Lo spirito “vintage” che contraddistingue il gruppo, per molti colleghi al limite del
naif, qui risulta credibile e soprattutto molto godibile e sebbene il tracciato compositivo iniziato con “
Prelude” non subisca alterazioni o aggiuntivi scatti creativi, è francamente impossibile per i cultori del genere non rimanere ammaliati di fronte all’introduttiva “
The fire's control” una sorta di
fil rouge che ricollega l’albo al suo illustre predecessore.
L’avvolgente e pulsante “
Angel of light” è un altro momento molto significativo della raccolta, al pari dei saliscendi di “
Time and doubt” (con qualcosa degli UFO nell’impasto sonico), dell’ardore epico di "
Deliver us”, del
folk malinconico di “
Future is gold” e della conclusiva “
Digging deeper”, capace di combinare interessanti digressioni strumentali all’interno di una struttura melodica di notevole impatto.

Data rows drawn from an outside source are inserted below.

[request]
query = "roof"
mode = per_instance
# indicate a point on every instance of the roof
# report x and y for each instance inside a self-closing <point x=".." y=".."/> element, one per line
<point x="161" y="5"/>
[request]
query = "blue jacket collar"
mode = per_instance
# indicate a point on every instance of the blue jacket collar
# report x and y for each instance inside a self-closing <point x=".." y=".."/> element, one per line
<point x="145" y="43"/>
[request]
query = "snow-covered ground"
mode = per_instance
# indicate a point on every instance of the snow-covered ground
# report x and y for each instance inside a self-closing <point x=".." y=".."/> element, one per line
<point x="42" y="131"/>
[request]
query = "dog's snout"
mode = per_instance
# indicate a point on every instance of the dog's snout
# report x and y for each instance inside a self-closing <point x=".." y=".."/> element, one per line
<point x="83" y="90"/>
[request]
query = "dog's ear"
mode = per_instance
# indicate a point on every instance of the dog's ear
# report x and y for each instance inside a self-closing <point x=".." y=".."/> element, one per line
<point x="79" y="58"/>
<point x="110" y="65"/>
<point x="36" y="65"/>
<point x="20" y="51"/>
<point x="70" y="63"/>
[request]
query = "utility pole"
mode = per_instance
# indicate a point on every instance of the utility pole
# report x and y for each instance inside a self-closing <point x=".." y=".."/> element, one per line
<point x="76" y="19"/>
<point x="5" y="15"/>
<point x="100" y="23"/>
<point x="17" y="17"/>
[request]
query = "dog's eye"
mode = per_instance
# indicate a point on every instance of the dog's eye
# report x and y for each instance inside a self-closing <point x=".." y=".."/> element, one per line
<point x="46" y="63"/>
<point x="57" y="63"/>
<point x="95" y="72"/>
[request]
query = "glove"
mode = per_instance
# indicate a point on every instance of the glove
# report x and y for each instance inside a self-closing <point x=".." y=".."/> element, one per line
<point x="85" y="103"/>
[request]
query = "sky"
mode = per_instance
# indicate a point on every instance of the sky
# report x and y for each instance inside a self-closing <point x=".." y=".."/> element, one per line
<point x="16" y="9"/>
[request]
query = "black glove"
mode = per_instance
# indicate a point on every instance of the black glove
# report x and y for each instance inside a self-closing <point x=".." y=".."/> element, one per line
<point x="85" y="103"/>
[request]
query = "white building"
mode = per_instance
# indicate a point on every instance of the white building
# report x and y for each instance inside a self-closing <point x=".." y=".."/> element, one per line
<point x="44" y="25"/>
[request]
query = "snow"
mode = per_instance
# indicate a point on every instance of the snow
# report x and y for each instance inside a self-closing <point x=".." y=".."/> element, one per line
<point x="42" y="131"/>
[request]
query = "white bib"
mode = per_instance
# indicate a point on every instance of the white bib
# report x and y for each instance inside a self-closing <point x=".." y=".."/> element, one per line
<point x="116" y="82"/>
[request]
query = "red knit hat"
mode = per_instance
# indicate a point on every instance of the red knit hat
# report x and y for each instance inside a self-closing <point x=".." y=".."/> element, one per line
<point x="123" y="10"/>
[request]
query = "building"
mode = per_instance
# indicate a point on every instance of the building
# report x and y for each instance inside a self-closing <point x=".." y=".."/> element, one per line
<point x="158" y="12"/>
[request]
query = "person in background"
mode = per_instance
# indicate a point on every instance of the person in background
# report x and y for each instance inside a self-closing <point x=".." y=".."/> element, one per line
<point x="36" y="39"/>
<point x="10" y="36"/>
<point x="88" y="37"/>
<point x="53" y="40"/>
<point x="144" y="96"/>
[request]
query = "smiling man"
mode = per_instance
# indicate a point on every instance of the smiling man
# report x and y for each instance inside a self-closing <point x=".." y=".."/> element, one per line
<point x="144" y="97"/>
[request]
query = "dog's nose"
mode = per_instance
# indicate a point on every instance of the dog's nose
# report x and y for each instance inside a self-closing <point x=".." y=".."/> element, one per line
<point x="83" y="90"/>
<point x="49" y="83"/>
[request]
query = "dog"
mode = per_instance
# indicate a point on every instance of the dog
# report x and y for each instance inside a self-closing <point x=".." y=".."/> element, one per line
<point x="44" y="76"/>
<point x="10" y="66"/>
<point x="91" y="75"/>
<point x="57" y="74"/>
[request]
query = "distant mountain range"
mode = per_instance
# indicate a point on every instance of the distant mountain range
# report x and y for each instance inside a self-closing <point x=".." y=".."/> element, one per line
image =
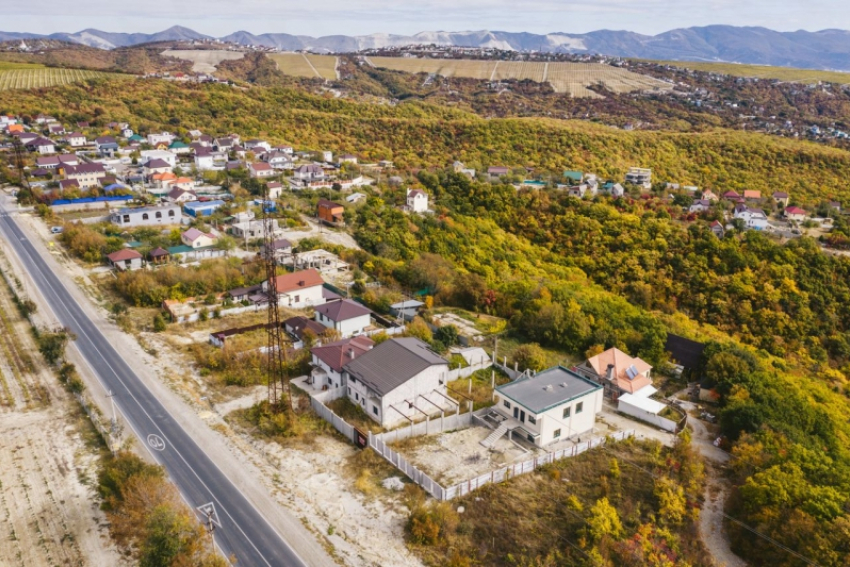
<point x="826" y="49"/>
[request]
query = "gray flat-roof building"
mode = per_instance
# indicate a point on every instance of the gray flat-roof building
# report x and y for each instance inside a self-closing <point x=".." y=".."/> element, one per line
<point x="550" y="406"/>
<point x="147" y="216"/>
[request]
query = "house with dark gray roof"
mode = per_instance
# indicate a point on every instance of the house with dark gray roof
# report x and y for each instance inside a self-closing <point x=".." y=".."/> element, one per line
<point x="346" y="316"/>
<point x="399" y="381"/>
<point x="548" y="407"/>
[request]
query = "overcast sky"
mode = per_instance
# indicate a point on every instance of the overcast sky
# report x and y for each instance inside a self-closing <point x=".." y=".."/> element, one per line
<point x="356" y="17"/>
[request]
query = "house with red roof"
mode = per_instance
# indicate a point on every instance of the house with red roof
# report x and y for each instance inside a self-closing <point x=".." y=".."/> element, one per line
<point x="346" y="316"/>
<point x="328" y="360"/>
<point x="260" y="170"/>
<point x="125" y="259"/>
<point x="619" y="373"/>
<point x="299" y="289"/>
<point x="795" y="214"/>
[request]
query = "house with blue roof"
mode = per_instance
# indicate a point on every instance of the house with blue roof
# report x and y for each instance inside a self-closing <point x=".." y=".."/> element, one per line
<point x="202" y="208"/>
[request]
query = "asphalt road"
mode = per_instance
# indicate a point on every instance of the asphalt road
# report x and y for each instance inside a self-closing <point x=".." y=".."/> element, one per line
<point x="244" y="533"/>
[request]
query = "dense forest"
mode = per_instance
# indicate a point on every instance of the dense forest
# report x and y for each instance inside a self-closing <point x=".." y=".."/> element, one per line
<point x="416" y="135"/>
<point x="583" y="274"/>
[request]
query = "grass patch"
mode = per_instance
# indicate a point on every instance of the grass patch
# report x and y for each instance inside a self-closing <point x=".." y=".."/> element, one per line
<point x="481" y="391"/>
<point x="354" y="415"/>
<point x="368" y="470"/>
<point x="285" y="428"/>
<point x="508" y="345"/>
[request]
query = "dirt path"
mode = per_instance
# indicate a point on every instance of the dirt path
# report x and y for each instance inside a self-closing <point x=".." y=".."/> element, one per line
<point x="711" y="516"/>
<point x="711" y="526"/>
<point x="49" y="512"/>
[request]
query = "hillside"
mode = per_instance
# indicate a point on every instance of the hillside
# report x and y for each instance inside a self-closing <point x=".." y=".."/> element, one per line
<point x="136" y="61"/>
<point x="763" y="71"/>
<point x="582" y="274"/>
<point x="423" y="135"/>
<point x="825" y="49"/>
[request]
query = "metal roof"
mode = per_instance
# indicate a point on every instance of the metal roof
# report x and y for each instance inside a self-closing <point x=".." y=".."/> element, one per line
<point x="392" y="363"/>
<point x="342" y="310"/>
<point x="547" y="389"/>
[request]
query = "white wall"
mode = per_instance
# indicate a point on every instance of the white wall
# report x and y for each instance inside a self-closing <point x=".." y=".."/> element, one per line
<point x="552" y="420"/>
<point x="301" y="298"/>
<point x="334" y="376"/>
<point x="420" y="385"/>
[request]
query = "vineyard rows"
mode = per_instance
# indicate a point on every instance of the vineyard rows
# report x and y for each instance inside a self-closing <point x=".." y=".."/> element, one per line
<point x="37" y="78"/>
<point x="306" y="65"/>
<point x="571" y="78"/>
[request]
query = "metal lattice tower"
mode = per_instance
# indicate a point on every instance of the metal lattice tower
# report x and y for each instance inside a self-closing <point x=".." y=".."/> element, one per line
<point x="276" y="356"/>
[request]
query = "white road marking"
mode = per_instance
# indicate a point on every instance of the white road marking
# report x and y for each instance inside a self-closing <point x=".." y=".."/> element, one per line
<point x="156" y="442"/>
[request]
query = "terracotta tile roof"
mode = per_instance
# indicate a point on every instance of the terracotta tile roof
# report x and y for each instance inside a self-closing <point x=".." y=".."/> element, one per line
<point x="338" y="354"/>
<point x="298" y="280"/>
<point x="122" y="255"/>
<point x="621" y="363"/>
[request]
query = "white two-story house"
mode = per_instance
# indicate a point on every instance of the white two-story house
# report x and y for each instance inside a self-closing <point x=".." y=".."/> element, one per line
<point x="395" y="378"/>
<point x="551" y="406"/>
<point x="417" y="201"/>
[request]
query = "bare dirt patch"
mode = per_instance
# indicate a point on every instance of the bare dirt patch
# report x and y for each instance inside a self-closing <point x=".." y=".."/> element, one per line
<point x="49" y="512"/>
<point x="457" y="456"/>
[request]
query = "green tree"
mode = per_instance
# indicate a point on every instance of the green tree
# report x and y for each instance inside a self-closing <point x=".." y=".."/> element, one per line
<point x="604" y="521"/>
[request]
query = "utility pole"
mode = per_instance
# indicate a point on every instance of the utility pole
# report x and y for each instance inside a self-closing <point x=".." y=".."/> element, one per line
<point x="276" y="356"/>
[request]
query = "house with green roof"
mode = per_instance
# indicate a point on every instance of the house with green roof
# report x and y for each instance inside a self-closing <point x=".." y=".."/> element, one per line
<point x="574" y="177"/>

Canzoni, quelle appena citate, che spiccano da una scaletta comunque priva di vere controindicazioni e che confermano i
Wytch Hazel tra i migliori araldi di una tradizione musicale intrisa di cultura e leggenda, pregna di valori indelebili atti a propiziare il trionfo della luce sulle tenebre … anche senza “sorprese” di sorta, tutta “roba” che merita di essere sostenuta e difesa.